My parents had become fairly adept at finding the right home as a result of several corporate relocations. This move was their first off the East Coast, however, and the Midwest seemed like a whole new world.
They subsequently landed on a beautiful tudor, the first home built in this neighborhood, in 1928. When I was giving friends directions on how to find my house, they’d usually respond with, “Oh, the castle.” I remember my parents talking one day in hushed tones about how it was the most expensive house they had ever bought, at $50,000, but my mother just loved it.
I hated it. At 9 years old I knew everything about design and I must have asked them once a week for a year why they didn’t just buy the modern ranch next door with the pool. This house was so old; one of the bedrooms didn’t even have a closet! And those old bathtubs were so big it took forever for them to fill up. And it certainly didn’t have any air conditioning.
Eventually I got off my complaining and just enjoyed my middle school years in that sweet town. My dad got transferred back to Connecticut and my parents bought a house in Newtown, the same town we had left for Missouri six years earlier.
This time they bought a house just as it was being finished.
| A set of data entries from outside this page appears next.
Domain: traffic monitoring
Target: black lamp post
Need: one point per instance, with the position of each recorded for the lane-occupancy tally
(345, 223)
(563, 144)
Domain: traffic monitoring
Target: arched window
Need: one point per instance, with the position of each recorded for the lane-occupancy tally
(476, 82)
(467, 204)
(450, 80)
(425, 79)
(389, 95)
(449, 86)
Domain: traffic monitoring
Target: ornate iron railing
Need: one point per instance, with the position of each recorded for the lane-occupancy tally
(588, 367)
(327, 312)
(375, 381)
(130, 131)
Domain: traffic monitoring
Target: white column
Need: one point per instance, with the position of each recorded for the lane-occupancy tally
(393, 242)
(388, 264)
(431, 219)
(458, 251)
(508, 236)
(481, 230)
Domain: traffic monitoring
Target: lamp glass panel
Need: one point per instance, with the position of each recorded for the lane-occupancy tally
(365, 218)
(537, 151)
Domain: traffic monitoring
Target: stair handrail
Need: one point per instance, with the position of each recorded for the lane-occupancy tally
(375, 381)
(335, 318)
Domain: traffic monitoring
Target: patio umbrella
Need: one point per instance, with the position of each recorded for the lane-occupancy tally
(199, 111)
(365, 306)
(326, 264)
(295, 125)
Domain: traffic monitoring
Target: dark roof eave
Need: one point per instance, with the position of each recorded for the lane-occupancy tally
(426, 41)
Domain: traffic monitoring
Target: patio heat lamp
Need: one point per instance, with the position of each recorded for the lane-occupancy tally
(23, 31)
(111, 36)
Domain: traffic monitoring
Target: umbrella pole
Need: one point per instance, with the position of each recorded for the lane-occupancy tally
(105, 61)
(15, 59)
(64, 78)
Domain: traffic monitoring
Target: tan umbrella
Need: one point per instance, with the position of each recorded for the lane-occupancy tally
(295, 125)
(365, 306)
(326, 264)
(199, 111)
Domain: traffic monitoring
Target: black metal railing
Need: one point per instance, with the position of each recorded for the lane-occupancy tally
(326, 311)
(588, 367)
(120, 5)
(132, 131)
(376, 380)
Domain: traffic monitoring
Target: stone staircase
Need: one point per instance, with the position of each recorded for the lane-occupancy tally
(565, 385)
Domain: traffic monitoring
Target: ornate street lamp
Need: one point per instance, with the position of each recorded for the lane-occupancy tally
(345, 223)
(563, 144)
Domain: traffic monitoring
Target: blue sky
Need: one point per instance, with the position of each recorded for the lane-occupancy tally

A high school sophomore, I could care less. My mother, however, at 39, yearned for her tudor for many years.
As is usually the case, we appreciate the wisdom and insight of our parents as we become adults. Though I love my little clapboard cottage in Virginia, I often imagine myself raising my family in that beautiful tudor on the hill in Missouri. At nine years old I had an adorable private half bath with a tiny crank-out leaded glass window. That octagonal room over the front door we called the library. And in that small maid’s room with no closet (my baby brother’s), my mother placed the first piece of vintage furniture I can recall: an oak armoire for his tiny clothes.
I have no idea how many families have lived in that house, or if I’ll ever see it again now that I’ve lived on the east coast since 1977. Maybe they’ve added onto it or even replaced the old sliding garage doors.
We are the sum of our experiences, I’m told. I really believe the experience of living in that old tudor planted the seeds of appreciating the history, beauty and craftsmanship of all things old. And it has brought me here, to Housemade.